Advertising giant WPP has announced a major restructuring which will see thousands of jobs cut worldwide, months after ousting long-serving boss Sir Martin Sorrell.

WPP said the shake-up, described by new chief executive Mark Read as a “radical evolution”, aimed to cut annual costs by £275m a year. It is expected to cost £300m to carry out.

The company, which currently employs more than 130,000 people globally including 14,000 in the UK, will lose around 3,500 jobs in areas of duplication and hire a further 1,000 to boost its technology and creative credentials.

The job cuts will largely affect administration roles as WPP looks to merge 100 offices and close a further 80 sites.
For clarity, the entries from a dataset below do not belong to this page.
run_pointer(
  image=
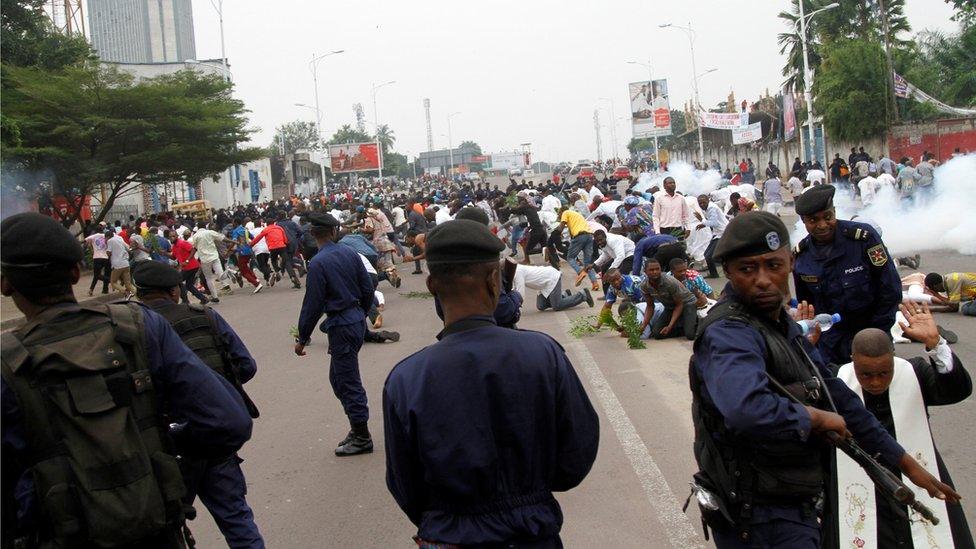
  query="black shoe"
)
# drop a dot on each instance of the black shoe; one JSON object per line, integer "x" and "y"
{"x": 349, "y": 436}
{"x": 948, "y": 335}
{"x": 355, "y": 446}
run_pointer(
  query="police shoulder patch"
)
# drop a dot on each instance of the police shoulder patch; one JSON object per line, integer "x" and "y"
{"x": 877, "y": 255}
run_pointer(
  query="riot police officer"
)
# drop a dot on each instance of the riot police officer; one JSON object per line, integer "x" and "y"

WPP did not give a regional breakdown of where the axe would fall.

Shares in the company, which has lost 40% of its value in the last year, rose 6% on the update.

Former head of WPP Sir Martin Sorrell spoke to Ian King about Brexit, new businesses and leaving the company he founded.


Former head of WPP Sir Martin Sorrell spoke to Ian King about leaving the company he founded, and also discussed Brexit.

The company has over recent months been forced to cut its sales and profit forecasts after it lost work from some major clients and others cut their spending.

Last week, Sir Martin told Sky News that he was “2-0 up” against his former employer after he snapped up two businesses in his efforts to build up his new company S4 Capital – a much smaller venture which he admitted would “collide” with WPP in some areas.

In its strategy update, WPP said it was looking to create a “simpler, improved offer” with a “streamlined structure built around the needs of clients”.

Mr Read said: “The restructuring of our business will enable increased investment in creativity, technology and talent, enhancing our capabilities on the categories with the greatest potential for future growth.”

WPP aims to reinvest around half its cost savings into the business over the next two years as it repositions itself as a “creative transformation company” with a greater emphasis on technology.

The company added that for 2018, full-year underlying like-for-like revenues were expected to fall by close to 0.5% – an improvement on the 1% decline predicted in October.